Décor autant que sujet d’inspiration de plus en plus présent, la ville a joué un rôle central non seulement dans le discours linguistique mais également dans les littératures et les arts à travers les siècles. Célébrée ou raillée, elle est convoquée pour sa complexité, l’épaisseur des mystères qui la hantent, les convulsions historiques qui la secouent et changent la face du monde. Du Paris de Baudelaire à la Rome de Gracq en passant par l’Alger de Yasmina Khadra, le Tunis de Meddeb ou le New-York de Paul Auster, la ville source de progrès ou de décadence, de lumière ou de fange, quand les deux ne sont pas mêlés, a impulsé, au fil des siècles, de nouvelles représentations, de nouveaux thèmes, de nouveaux mythes qui ne cessent d’approfondir ses secrets. Capitalisant mythe du progrès social et politique (le Paris de Zola), autant que monstruosité physique et esthétique (Les villes tentaculaires de Verhaeren), la ville s’ouvre sur l’imaginaire de l’ambivalence, du contraste, de l’errance, de la violence, de la rencontre, du désir. Elle se construit comme allégorie de l’Histoire, de son histoire et de celles des poètes, peintres, photographes, cinéastes et romanciers qui l’arpentent avec le regard critique ou amoureux (celui de Breton dans Nadja) pour nourrir leurs œuvres et notre mémoire.

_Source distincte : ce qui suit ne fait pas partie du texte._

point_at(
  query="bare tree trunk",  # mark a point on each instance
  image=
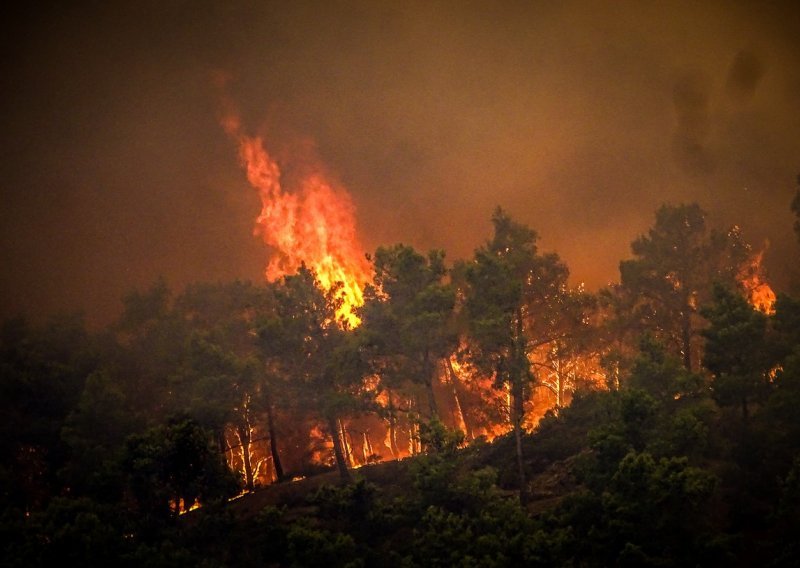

Si le Persan de Montesquieu voit Paris comme « la ville du monde la plus sensuelle » et qu’Eustache Deschamps la glorifie en annonçant que « rien ne se peut comparer à Paris », elle devient sous le regard acerbe de Scarron la cité « des gens de plume aux doigts crochus ». Au XIXe et XXe siècles, elle est la capitale littéraire par excellence : de ville plurielle de Balzac et de Victor Hugo à celle de l’inscription poétique dans la modernité (Rimbaud, Apollinaire ou Prévert) ou de la recherche obsédante de la mémoire (Modiano), Paris se décline en images denses dans l’intensité de l’engagement de ses arpenteurs amoureux. Il en est de même de Rome, labyrinthique, suintant la mauvaise foi chez Zola et ville pleine de majesté pour Gracq. Que dire alors d’Alger au ciel « si bleu si calme » pour Camus et aux impasses assassines pour Yasmina Khadra, du Tunis de Memmi qui s’y accroche malgré ses métamorphoses et ses trahisons car « comme une mère, une ville natale ne se remplace pas », du Caire de Cossery si lumineusement populaire ou de Tanger si scandaleusement désirable pour Genet ? Promeneurs amoureux ou passagers curieux, les écrivains, autant que les artistes de tous bords, prennent possession de la ville pour y inscrire leurs aspirations, leurs quêtes, leurs rêves ou leurs déboires et ancrer son mythe en constante mutation dans la mémoire humaine. Elle les vampirise autant qu’elle les nourrit de ses sortilèges, de ses vices, de ses rencontres et de ses illusions. Qu’elle soit aimée ou honnie, elle ne cesse d’attirer les artistes qui veulent se mesurer à sa nature mercurielle ; ils y dépensent leurs jours et leurs nuits mais y gagnent souvent leur statut d’artistes. Faite de contrastes suivant la plume, le pinceau ou tout autre outil du créateur et sa vision du monde, la ville et ses multiples représentations s’articulent en images, métaphores, allégories qui la fondent en entité de signes où elle se réactualise avec chaque œuvre : vaniteuse, exubérante, fangeuse, décadente ou sublime, elle désigne l’effervescence et le renouveau esthétique constant.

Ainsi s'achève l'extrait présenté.